Krijnen.Com Krijnen.Com

Bosch

Mooi hoor, de manier waarop de hoofdstad van Brabant uitpakt met Jeroen. Van Aken, die 500 jaar geleden voor het gemak, of met gevoel voor social marketing avant le lettre, zijn achternaam in die van de stad veranderde.
Bosch dus, waarvan ik me na die fascinerende expositie vooral afvraag of de man geniaal dan wel stapelgek was. Hoe dan ook, wat kon Jeroen Bosch mooi tekenen en schilderen. Al blijf je een week voor zo’n drieluik staan, je ziet steeds weer nieuwe dingen.
Den Bosch is dezer dagen vergeven van Jeroen. Rondritten, wandel- en boottochten, verwijzingen, stickers, vlaggen, wimpels en banieren, boeketten, richtingaanwijzers, parafernalia en prullaria, dranken en gerechten. Jeroen, Jheronimus, Hieronymus: welkom thuis.
Op de Markt lijkt dat pardoes in elkaar gedonderde pand onderdeel van de Bosch-gekte te zijn. Naast de nog niet geruimde ruïne staat huis De Kleine Winst, waar vijf eeuwen geleden het atelier van Jheronimus gevestigd was.
Net alsof hij vanuit zijn graf met een knipoog en een schaterlach via een paar penseelstreken een duivelse bijdrage aan de expositie heeft willen leveren.

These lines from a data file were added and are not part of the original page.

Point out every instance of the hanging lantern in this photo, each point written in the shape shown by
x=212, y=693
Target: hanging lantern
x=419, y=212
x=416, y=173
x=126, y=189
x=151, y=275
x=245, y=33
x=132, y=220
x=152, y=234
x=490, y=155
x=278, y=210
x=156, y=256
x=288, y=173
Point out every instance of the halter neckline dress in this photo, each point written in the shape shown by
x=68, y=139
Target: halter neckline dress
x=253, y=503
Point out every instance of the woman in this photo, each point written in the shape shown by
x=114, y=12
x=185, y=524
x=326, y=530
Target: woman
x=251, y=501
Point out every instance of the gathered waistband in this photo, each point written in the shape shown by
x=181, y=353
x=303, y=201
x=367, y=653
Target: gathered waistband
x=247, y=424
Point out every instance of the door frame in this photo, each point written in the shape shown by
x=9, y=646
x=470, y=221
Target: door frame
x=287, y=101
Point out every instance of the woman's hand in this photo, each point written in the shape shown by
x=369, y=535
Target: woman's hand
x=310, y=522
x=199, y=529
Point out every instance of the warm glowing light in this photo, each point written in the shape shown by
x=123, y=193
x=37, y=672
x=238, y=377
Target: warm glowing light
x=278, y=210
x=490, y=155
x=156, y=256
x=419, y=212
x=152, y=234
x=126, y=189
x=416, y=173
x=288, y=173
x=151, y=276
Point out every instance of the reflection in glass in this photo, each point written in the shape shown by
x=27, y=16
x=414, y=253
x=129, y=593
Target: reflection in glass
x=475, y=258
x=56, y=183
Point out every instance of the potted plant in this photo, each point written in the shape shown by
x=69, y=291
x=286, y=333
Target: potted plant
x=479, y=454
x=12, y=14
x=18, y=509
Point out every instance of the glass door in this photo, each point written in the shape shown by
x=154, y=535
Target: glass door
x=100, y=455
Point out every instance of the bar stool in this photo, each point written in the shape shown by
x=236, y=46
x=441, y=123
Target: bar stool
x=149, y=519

Temidden van die gezellige drukte op de Bossche Markt kijk je in eerste instantie vreemd op, als er een fietsbel tingelt in het voetgangersdomein. Dat heet daar zo niet in Den Bosch, omdat het er niet bestaat.
In Den Bosch mag je altijd en overal fietsen, tussen de boodschappentassen door, dat regelt zich daar vanzelf.
Al is de tevredenheid der voetgangers niet unaniem, vanwege de onstuitbare opkomst van de elektrische (bak)fietsen. Bosch zou ze als monsters uitbeelden.
Temidden van opstootjes van opgewonden standjes, met dezelfde verhitte Bossche koppen die Jheronimus vijf eeuwen terug op dezelfde plaats vereeuwigde.